Saya merayakannya dengan sederhana, hanya dengan menghadiahi diri sendiri sebuah buku yang sudah
lama ada dalam daftar beli—Jesus
Feminist (itupun, karena buku ini harus diimpor, saya harus rela menunggu berbulan-bulan untuk selesai mengurus bea cukai, lewat dari tanggal ulang tahun ke-30 saya). Saya berharap di usia yang lebih dewasa ini, perspektif saya akan
kesetaraan gender bisa jadi lebih luas, melingkupi ranah keimanan.
(Dokumentasi Pribadi) Kiri: book package of Jesus Feminist, Tengah: uban pertama saya muncul di usia 30 tahun, Kanan: a simple beautiful thing from Into The Light Id. |
8. S-Pen Black-A kembali bisa digunakan setelah rusak
kerendam air di 2019.
Salah satu
‘keajaiban’ lain selain bunga bakung di taman yang saya syukuri tahun ini
adalah S-Pen Tablet Samsung saya (saya beri nama Black-A), pulih kembali.

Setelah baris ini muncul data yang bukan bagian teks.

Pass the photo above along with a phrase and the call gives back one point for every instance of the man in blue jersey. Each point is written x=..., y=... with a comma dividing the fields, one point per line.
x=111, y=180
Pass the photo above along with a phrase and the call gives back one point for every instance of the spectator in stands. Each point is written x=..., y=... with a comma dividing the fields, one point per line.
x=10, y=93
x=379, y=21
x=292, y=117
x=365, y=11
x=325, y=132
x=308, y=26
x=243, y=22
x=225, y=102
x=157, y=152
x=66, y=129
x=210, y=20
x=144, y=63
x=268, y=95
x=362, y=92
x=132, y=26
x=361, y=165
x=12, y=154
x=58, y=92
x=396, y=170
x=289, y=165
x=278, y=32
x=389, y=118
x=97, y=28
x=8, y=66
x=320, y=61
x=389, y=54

Ajaib, karena setelah tablet saya kerendam banjir di 2019 akibat cuaca-amat-buruk dan fitur S-Pen ini
rusak—Samsung Service Center yang saya kunjungi bahkan bilang, fitur ini tidak bisa diperbaiki. Sesuatu
yang sangat saya sesali dan sayangkan, mengingat tablet jenis ini sudah tidak
lagi diproduksi dan fitur itu salah satu yang saya butuhkan dari Black-A. Tahun
ini, berawal ketika tablet saya selip dan jatuh keras (jarang terjadi, sempat cemas), saya
terkejut sendiri ketika fitur S-Pen malah jadi pulih lagi. Sulit dijelaskan,
tapi sungguh keajaiban.
(Dokumentasi Pribadi) Dear Black-A and its S-Pen, yay! |
9. Tiga komunitas dengan semangatnya masing-masing.
Tahun 2021 ini,
saya bersyukur masih bisa belajar bareng kawan-kawan dari tiga komunitas dimana
saya bergabung saat ini. Meskipun segala kegiatan kerelawanan dilakukan secara
daring karena pandemi, saya tetap mengapresiasi setiap pengalaman dan
pengetahuan. Bersama kawan-kawan Komunitas Perempuan Berkisah, saya belajar
lebih banyak mengenai konseling feminis dan pendampingan rekan perempuan korban
kekerasan berbasis gender. Bersama kawan-kawan Into The Light Indonesia, saya
belajar lagi mengenai International
Survivors of Suicide Loss Day. Bersama kawan-kawan Pustaka Protonema, saya
belajar lebih dalam mengenai simpul keterkaitan antara isu lingkungan dan ketidakadilan
gender.
10. Studi ekofeminisme bersama kawan-kawan Pustaka Protonema.
Sejak belajar
mengenai ekofeminisme di salah satu sesi Feminist Festival 2021, perhatian saya
terhadap isu lingkungan saya lanjutkan dengan bergabung dengan komunitas Pustaka Protonema
tahun ini. Bersama kawan-kawan di Pustaka Protonema, juga Ruang Baca Puan, saya banyak sekali belajar
pengetahuan baru seputar ekofeminisme di tahun 2021. Apalagi, di sesi-sesi obrolan seru di
Protonema’s Day.
Kiri: bareng @ruangbacapuan, Kanan: bareng @pustakaprotonema |
11. Foto bunga dari Utari & Getha, foto kucing
dari Kak Julia.
Di tengah pandemi
panjang dan keharusan untuk menjaga jarak sehingga pertemuan sosial hanya bisa
dilakukan via ruang chat dan zoom (selain jarak yang jauh), foto-foto bunga beragam warna dan bentuk (juga foto kucing) yang
dikirimkan sahabat dan kawan bisa menjadi penghibur hati sekali. Apalagi, jika domisili di sumpeknya sudut Jabodetabek yang minim ruang hijau luas terawat-terbuka.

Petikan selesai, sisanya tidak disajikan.